According to the archeologist Dr Phanikant Mishra of the ASI, remains of a temple was also found here during the previous excavations of the site.

== Excavations ==
Following excavations of the site in 1962/63, the defensive walls were described as:

consisting of a mudbrick core with brick encasement, the outer one being four times the width of the inner. The wall was battered and measured 5.18m at the base and 3.65m at the top. Three phases of construction including repairs were recognized. The earlies phase consisted of mudbrick core with battered brick revetments, of which the outer had approximately three times the width of the inner. In the second phase, a brick-concrete ramp was built against the inner face. The third phase witnessed further reinforcement of the ramp in the shape of a 3m high platform of earth mixed with potsherds, built against the inner face of the fortifications.

In 1938, the Archeological Survey of India declared the ancient site of Balirajgarh as a site of national importance under the Ancient Monuments Preservation Act 1904. In the excavations done here in five phases, three thousand years old material was found. The first excavation of the site was conducted in 1962-1963 by the Archeological Survey of India. The second and third excavations was conducted by the Directorate of Archaeology and Museums, Government of Bihar, in 1972-73 and 1974-75. In 2013-2014, Archeological Survey of India, Bihar circle again started the excavation of the site but due to the negligence of the government no proper results were there.

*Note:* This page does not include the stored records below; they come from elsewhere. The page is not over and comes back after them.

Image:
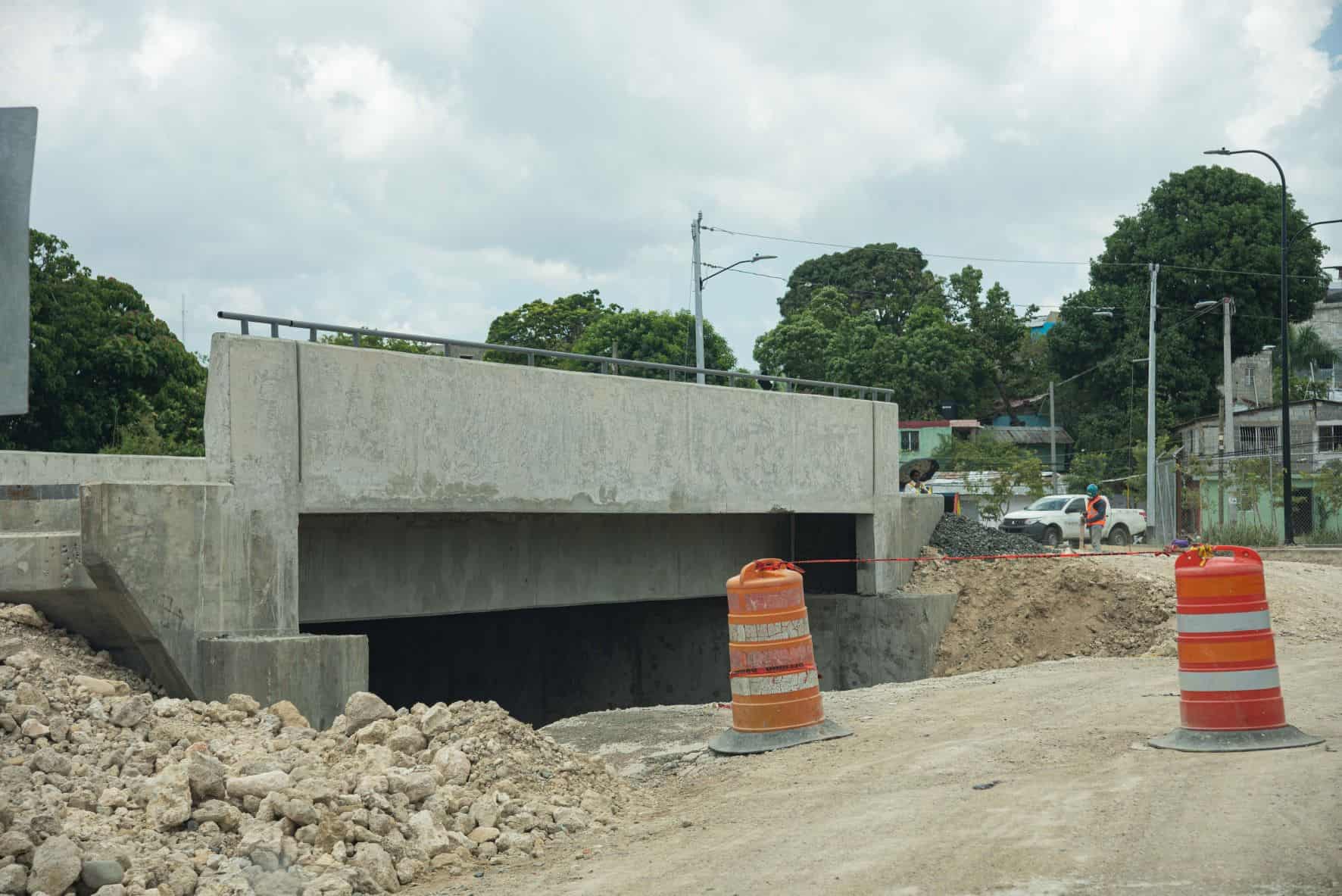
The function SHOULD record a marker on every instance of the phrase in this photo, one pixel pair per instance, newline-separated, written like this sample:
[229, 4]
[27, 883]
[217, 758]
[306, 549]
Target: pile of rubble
[106, 790]
[961, 537]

In 2015 Chief Minister Nitish Kumar of Bihar Government criticized ASI (Archeological Survey of India) for slow and neglected attitude towards the Balirajgarh fort excavation.

=== 2026 ===
On 26 February 2026, the headquarter of the Archaeological Survey of India (ASI) in New Delhi, granted fresh approval for excavation at the ancient site of the Balirajgarh fort. The major objective of the proposed excavation is "search for early Mithila civilisation". The proposed excavation is rekindling hopes for in-depth exploration of the buried layers of Mithila’s early urban civilisation under the site of Balirajgarh fort.

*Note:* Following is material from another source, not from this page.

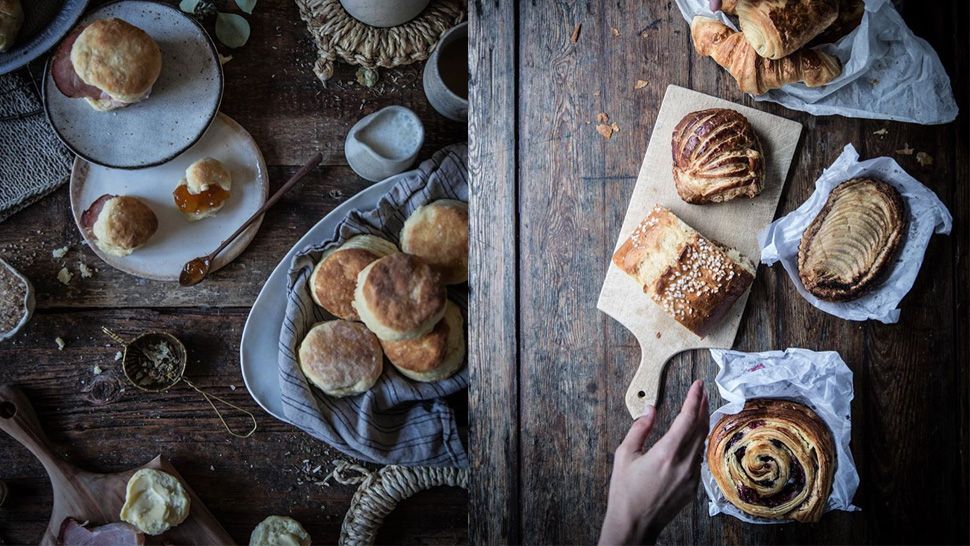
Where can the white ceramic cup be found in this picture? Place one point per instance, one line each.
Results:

The proposed excavation formally inaugurated on 28 March 2026 in the presence of the Rajya Sabha MP Sanjay Kumar Jha along with the superintendent Hari Om Sharan of ASI Patna circle, at the premises of the archeological site. In the excavation, approximately 20 trenches will be dug to study the fabric of cultural continuity patterns across five distinct phases. These cultural phases are of the Mauryan (NBPW), Sunga, Kushan, Gupta, and Pala periods.

During the excavation of the trenches, some burnt-brick walls and structures were found inside a trench at the site. The archeologists involved in the ongoing scientific excavation, have excavated ancient brick walls, courtyards, floors, wells, drainage systems, coins, seals, clay sculptures and some other antiquities.

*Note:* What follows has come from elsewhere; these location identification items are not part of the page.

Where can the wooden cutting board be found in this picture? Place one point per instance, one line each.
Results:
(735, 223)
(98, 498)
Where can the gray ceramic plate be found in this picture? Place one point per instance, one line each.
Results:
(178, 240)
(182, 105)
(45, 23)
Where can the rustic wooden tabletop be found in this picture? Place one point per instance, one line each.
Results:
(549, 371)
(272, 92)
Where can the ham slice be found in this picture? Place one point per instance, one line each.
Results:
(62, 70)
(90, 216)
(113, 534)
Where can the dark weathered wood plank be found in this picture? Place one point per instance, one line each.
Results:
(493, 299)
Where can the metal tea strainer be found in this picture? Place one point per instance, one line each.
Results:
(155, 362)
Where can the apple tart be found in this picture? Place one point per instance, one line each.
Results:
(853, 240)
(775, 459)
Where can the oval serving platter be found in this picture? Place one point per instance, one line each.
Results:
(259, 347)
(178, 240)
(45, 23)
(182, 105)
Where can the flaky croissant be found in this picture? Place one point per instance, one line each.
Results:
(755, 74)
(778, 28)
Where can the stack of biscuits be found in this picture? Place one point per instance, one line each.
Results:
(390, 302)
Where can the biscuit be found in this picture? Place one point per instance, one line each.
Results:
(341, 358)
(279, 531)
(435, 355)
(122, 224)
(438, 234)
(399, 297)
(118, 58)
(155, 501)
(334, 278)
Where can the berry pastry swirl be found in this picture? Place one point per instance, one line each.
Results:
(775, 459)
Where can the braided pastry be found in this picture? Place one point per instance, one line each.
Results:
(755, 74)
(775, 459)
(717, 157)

According to the current status note issued by the Department of Archaeology, a circular well with 13 rings (layers) was found during the ongoing excavation.

== Development proposal ==
The MLA Meena Kumari from the Babubarhi legislative constituency in Bihar, raised the issue of the development of Balirajgarh fort, in the Bihar Legislative Assembly on the last day of the budget session in 2026. She demanded with the Government of Bihar to develop the site of Balirajgarh as a tourist destination in the region with proper facilities. The Tourism minister Arun Shankar Prasad, replied that the protected status of the site prevents the state Government of Bihar for undertaking developmental work at the site.

The Rajya Sabha MP Sanjay Kumar Jha, has taken attentive initiative to establish the site of the Balirajgarh fort as a landmark site in the study of ancient Mithila similar to Nalanda and Vikramshila universities. According to him, the site of Balirajgarh in Mithila served as an important centre for the ancient civilization in the region. The golden historical and cultural legacy of the ancient civilization lies buried under the site. He is expecting that the site possesses the cultural and historical significance of the region.